OTTAWA - Journalists accused of libel have a new defence, after a ruling handed down this week by the Ontario Court of Appeal.

Under the unanimous ruling written by Justice Robert Sharpe, journalists who write a story dealing with matters of public interest can be protected against libel suits, as long as they can prove they acted responsibly in researching and writing the story.

The ruling represents a significant shift away from the traditional common law, under which journalists being sued for libel had to prove the truth of the facts they reported.

The court ruled that obliging journalists to prove facts to the high standard of truth expected in courts of law puts too much of a muzzle on freedom of expression and debate.

"Where a media defendant can show that it acted in accordance with the standards of responsible journalism in publishing a story that the public was entitled to hear, it has a defence even if it got some of the facts wrong," the court ruled.

"Debate on matters of public interest will often be heated and criticism will often carry a sting and yet open discussion is the lifeblood of our democracy."

But the lawyer for the man whose libel lawsuit led to the ruling said the new defence is bad news for private citizens trying to protect their reputations from negative media reports.

"Now they need to prove not only that it's defamatory, but that the standard of responsible journalism ... was not met. That's an additional burden of proof," said Ronald Caza.

"I think the consequences are not good for the community at large and the rights of private citizens."

The ruling comes as a result of a libel suit brought by former Ontario Provincial Police officer Danno Cusson against the Ottawa Citizen and three of its reporters Doug Quan, Don Campbell and Kelly Egan.

'Open discussion is the lifeblood of our democracy'

Mr. Cusson sued for libel after the Citizen published reports about his activities at Ground Zero after the Sept. 11, 2001, attacks on New Yourk. The paper reported Mr.

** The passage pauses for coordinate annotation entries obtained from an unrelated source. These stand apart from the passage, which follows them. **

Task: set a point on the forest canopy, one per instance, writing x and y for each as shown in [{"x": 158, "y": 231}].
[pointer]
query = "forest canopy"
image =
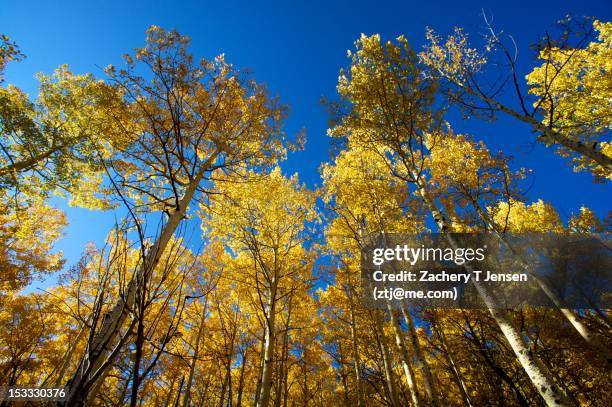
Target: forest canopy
[{"x": 264, "y": 306}]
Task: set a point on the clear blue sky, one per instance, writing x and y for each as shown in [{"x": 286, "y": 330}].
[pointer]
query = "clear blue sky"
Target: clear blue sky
[{"x": 297, "y": 49}]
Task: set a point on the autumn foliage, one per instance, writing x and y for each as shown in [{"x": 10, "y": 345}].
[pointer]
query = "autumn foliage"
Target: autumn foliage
[{"x": 264, "y": 306}]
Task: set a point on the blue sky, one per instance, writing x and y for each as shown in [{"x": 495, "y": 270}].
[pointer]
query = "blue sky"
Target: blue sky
[{"x": 297, "y": 49}]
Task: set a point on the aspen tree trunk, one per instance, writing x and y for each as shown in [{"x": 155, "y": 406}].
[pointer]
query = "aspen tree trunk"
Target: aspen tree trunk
[
  {"x": 408, "y": 370},
  {"x": 268, "y": 356},
  {"x": 356, "y": 358},
  {"x": 454, "y": 368},
  {"x": 196, "y": 354},
  {"x": 380, "y": 337},
  {"x": 404, "y": 358},
  {"x": 428, "y": 379},
  {"x": 601, "y": 351},
  {"x": 540, "y": 377},
  {"x": 241, "y": 380},
  {"x": 343, "y": 374},
  {"x": 104, "y": 340}
]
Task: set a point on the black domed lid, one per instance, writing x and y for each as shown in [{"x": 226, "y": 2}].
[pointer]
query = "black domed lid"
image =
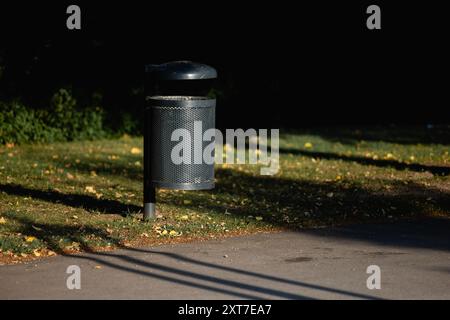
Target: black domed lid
[{"x": 181, "y": 70}]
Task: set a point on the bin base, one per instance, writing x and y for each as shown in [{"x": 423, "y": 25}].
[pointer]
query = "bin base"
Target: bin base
[{"x": 184, "y": 186}]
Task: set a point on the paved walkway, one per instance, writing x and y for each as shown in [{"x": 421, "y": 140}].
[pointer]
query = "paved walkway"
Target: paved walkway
[{"x": 414, "y": 259}]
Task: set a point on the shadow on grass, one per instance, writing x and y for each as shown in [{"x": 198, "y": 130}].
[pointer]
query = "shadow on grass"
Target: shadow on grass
[
  {"x": 86, "y": 202},
  {"x": 435, "y": 170},
  {"x": 402, "y": 134},
  {"x": 300, "y": 203}
]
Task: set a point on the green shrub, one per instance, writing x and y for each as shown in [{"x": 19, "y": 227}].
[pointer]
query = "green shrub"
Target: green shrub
[{"x": 62, "y": 121}]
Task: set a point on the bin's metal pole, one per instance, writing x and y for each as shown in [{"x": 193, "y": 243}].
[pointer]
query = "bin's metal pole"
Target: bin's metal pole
[{"x": 149, "y": 190}]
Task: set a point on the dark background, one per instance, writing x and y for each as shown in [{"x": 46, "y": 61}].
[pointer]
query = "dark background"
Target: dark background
[{"x": 281, "y": 64}]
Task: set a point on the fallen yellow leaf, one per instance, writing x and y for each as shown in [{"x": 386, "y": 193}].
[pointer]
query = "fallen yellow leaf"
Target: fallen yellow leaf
[
  {"x": 30, "y": 239},
  {"x": 90, "y": 189}
]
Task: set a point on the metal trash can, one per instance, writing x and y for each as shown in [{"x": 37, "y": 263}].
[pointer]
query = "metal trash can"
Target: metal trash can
[{"x": 176, "y": 108}]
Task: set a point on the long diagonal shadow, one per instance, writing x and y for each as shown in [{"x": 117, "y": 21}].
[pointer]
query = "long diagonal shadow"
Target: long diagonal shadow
[
  {"x": 435, "y": 170},
  {"x": 255, "y": 274},
  {"x": 215, "y": 280},
  {"x": 73, "y": 200},
  {"x": 170, "y": 279}
]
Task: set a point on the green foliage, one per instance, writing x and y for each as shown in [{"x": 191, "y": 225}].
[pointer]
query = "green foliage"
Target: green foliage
[{"x": 62, "y": 121}]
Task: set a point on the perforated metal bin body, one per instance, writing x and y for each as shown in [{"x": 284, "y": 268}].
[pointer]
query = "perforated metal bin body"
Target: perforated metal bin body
[{"x": 168, "y": 113}]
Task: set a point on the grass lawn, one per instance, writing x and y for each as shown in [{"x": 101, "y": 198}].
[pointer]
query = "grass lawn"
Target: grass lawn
[{"x": 84, "y": 196}]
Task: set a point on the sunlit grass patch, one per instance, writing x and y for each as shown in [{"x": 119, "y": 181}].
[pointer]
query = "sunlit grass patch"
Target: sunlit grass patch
[{"x": 82, "y": 196}]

Cusson misrepresented himself and his dog as a trained RCMP sniffer-dog unit when in fact he was not an RCMP officer and his dog had no formal certification in search and rescue.

In deciding the libel suit, the jury ruled much of the information contained in the newspaper was true and was not libellous.

However, the jury ruled parts of the stories libellous and ordered the paper to pay Mr. Cusson $100,000.

The newspaper argued a defence of "qualified priviledge," saying that because the stories were in the public interest, the paper had the duty to publish in the circumstances that existed following the attacks. The trial judge allowed this defence for only one of the three reporters, but the newspaper appealed, leading to the present ruling.

In its ruling, the Court of Appeal agreed that "qualified provilege" does not apply, because a newspaper does not have an absolute right to publish stories on matters of public interest, without regard to their truth or falsehood.

However, the court said that a different defence, the "public interest defence for responsible journalism" could apply.

Despite opening the door to a "responsible journalism" defence the court ruled the new defence does not reverse the libel decision in the original case brought by Mr. Cusson against the Citizen.

Since the paper did nto try to argue a defence of responsible journalism during the trial, it cannot now make that argument on appeal, the court held.

The Citizen's lawyer Richard Dearden, said that while the court's rejection of the "qualified privilege" defence was disappointing, he is elated by the creation of the new "responsible journalism" defence. "It's definitely a landmark ruling," he said. "Now the media have the leeway to be wrong on stories of public interest if those stories are published responsibly."